Wireshark-bugs: [Wireshark-bugs] [Bug 10901] New: Clang ASAN: heap-use-after-free via Statistics

Date Prev · Date Next · Thread Prev · Thread Next
Date Index · Thread Index · Other Months · All Mailing Lists
From: bugzilla-daemon@xxxxxxxxxxxxx
Date: Thu, 29 Jan 2015 10:55:26 +0000
Bug ID 10901
Summary Clang ASAN: heap-use-after-free via Statistics -> Conversations List -> TCP
Product Wireshark
Version 1.99.x (Experimental)
Hardware x86
OS All
Status UNCONFIRMED
Severity Major
Priority Low
Component GTK+ UI
Assignee [email protected]
Reporter [email protected] 

Build Information:
(wireshark-gtk v1.99.2rc0-893-g678cf27 + unrelated pgsql patch.)
Wireshark 1.99.2 (v1.99.2rc0-894-g4f3ffb8 from unknown)

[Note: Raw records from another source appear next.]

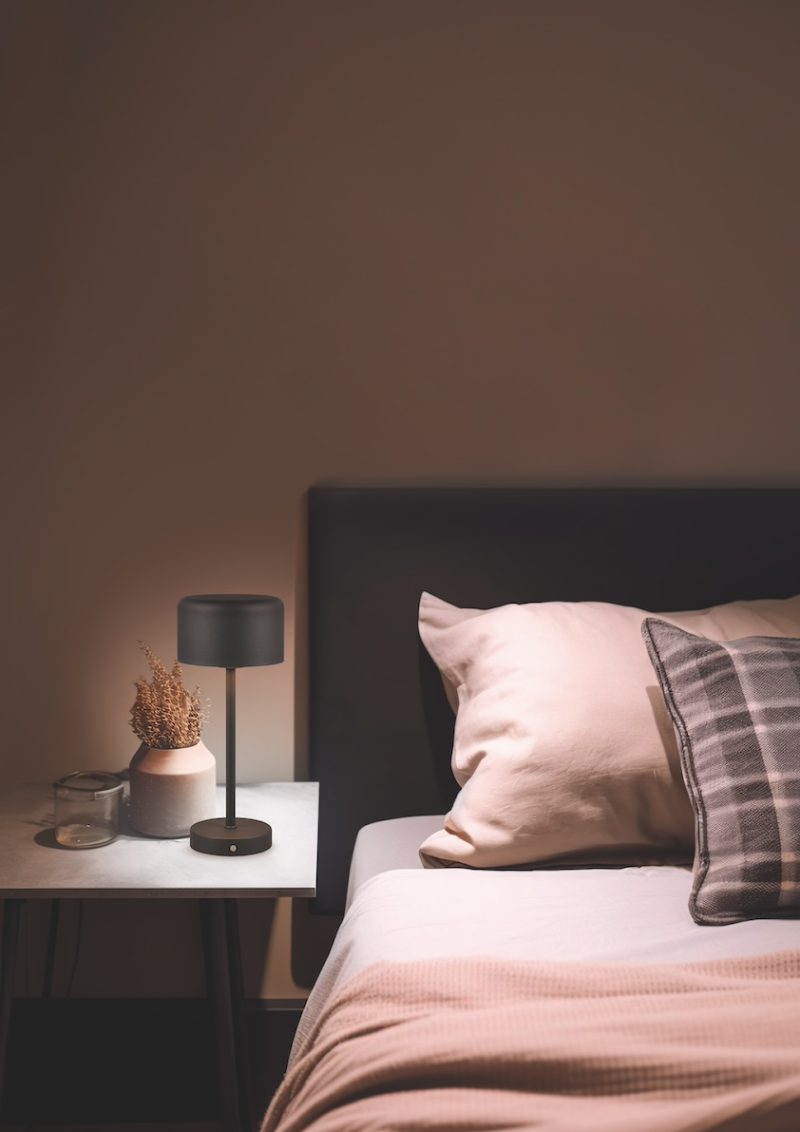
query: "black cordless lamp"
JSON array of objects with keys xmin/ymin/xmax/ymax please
[{"xmin": 178, "ymin": 593, "xmax": 283, "ymax": 857}]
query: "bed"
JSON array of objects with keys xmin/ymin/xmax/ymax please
[{"xmin": 264, "ymin": 487, "xmax": 800, "ymax": 1132}]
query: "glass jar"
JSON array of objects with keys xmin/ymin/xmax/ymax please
[{"xmin": 53, "ymin": 771, "xmax": 122, "ymax": 849}]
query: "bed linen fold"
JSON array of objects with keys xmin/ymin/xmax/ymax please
[{"xmin": 263, "ymin": 950, "xmax": 800, "ymax": 1132}]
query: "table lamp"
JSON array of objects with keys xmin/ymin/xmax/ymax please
[{"xmin": 178, "ymin": 593, "xmax": 283, "ymax": 857}]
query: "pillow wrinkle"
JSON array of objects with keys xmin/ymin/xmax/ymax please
[{"xmin": 420, "ymin": 593, "xmax": 800, "ymax": 868}]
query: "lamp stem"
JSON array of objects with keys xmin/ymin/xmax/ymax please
[{"xmin": 225, "ymin": 668, "xmax": 236, "ymax": 830}]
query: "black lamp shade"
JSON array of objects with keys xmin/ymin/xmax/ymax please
[{"xmin": 178, "ymin": 593, "xmax": 283, "ymax": 668}]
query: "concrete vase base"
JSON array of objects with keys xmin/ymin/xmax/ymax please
[{"xmin": 129, "ymin": 740, "xmax": 216, "ymax": 838}]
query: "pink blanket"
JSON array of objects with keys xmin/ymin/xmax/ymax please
[{"xmin": 263, "ymin": 952, "xmax": 800, "ymax": 1132}]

Copyright 1998-2015 Gerald Combs <[email protected]> and contributors.
License GPLv2+: GNU GPL version 2 or later
<http://www.gnu.org/licenses/old-licenses/gpl-2.0.html>
This is free software; see the source for copying conditions. There is NO
warranty; not even for MERCHANTABILITY or FITNESS FOR A PARTICULAR PURPOSE.

Compiled (64-bit) with GTK+ 3.14.7, with Cairo 1.14.0, with Pango 1.36.8, with
libpcap, with POSIX capabilities (Linux), with libnl 3, with libz 1.2.8, with
GLib 2.42.1, without SMI, without c-ares, without ADNS, with Lua 5.2, with
GnuTLS 3.3.12, with Gcrypt 1.6.2, with MIT Kerberos, with GeoIP, with PortAudio
V19-devel (built Jan 31 2014 21:19:35), without AirPcap.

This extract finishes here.